What happens when the Internet and religion are used simultaneously?  Is Johnson calling upon God irresponsibly or stating an opinion, a lament, a cry out to God that is appropriate to his faith.

I wonder if Stevie Johnson would’ve been comfortable blaming God if just speaking to a reporter?  Would Johnson have been praising God more if he would’ve caught the ball?

Have social networking sites like Twitter, Facebook, and Ning created a safe place to air out our dirty laundry or has it increased our scrutiny of thoughts or ideas that are negative?

But part of why I was so drawn to what Johnson tweeted was the logic behind it.  This sounds like a Psalm to me.  Look at Psalm 5, for instance, Johnson very well could’ve been inspired by the words of David.

The first two verses are “Listen to my words, LORD, consider my lament. Hear my cry for help, my King and my God, for to you I pray.”
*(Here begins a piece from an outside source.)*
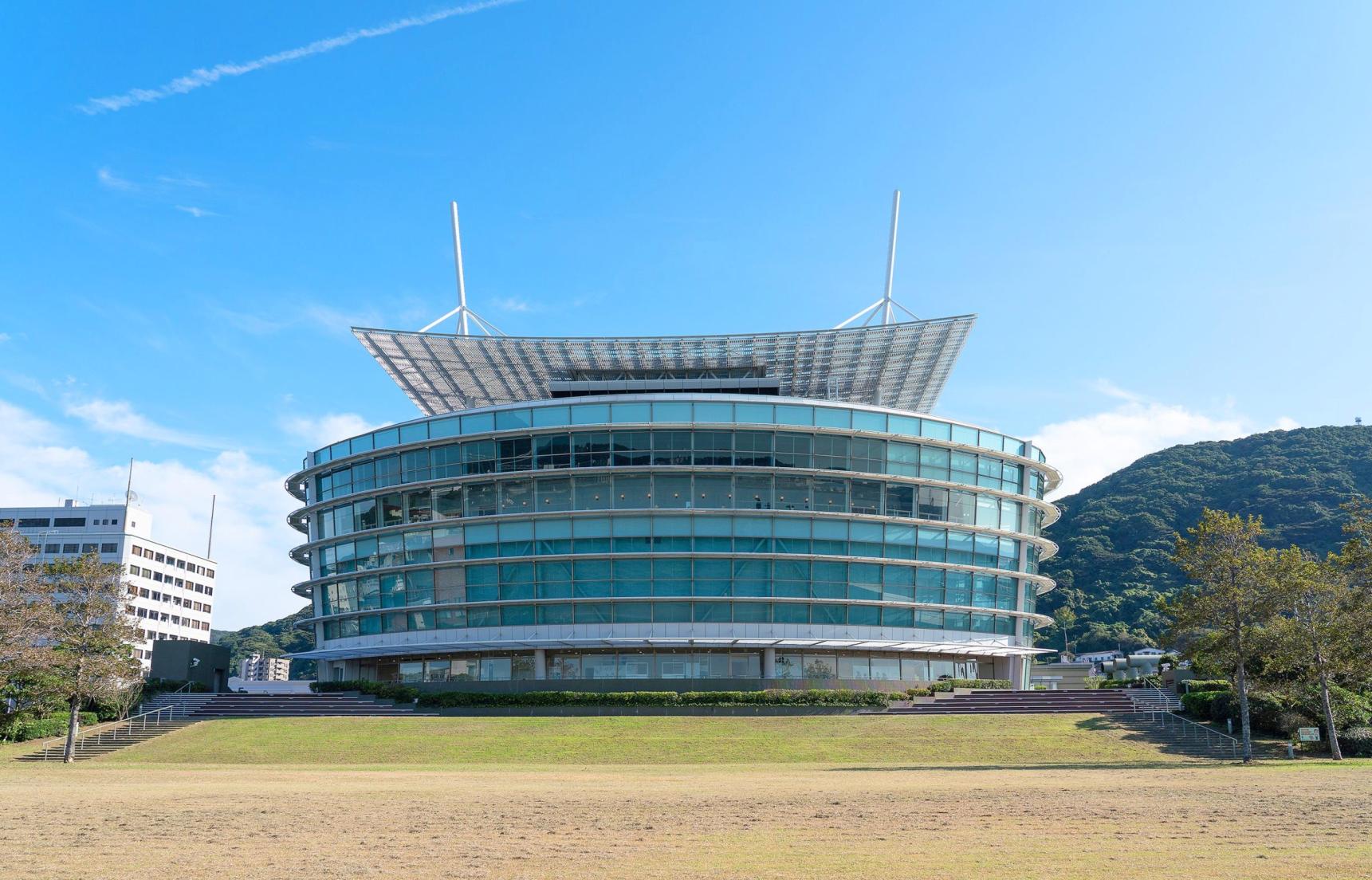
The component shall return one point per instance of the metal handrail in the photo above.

The Bible has demonstrated, clearly, that not everything goes right.  God is often lifted up in praise, but grumbled upon when things don’t go as planned.  What Johnson writes may be a bit discomforting to those who worry that our use of God language in society puts too much credit or blame on God.

I assume God doesn’t care about a meaningless football game in the midst of economic strife, war, bullying, or fear-mongering radio hosts.  Language is a way for us to express ourselves to God.  Certainly I don’t expect God to intervene when Johnson plays next by giving him super-human speed and the ability to catch any pass that he touches.  God doesn’t work that way, and I would guess that Johnson knows that.

But his words are out there.  Often times, I feel like I hear people use religion through the media or internet in ways that make me cringe.  Have you ever been with someone who said something and used “we” or “The Bible” says and it didn’t add up to the way you felt or believed?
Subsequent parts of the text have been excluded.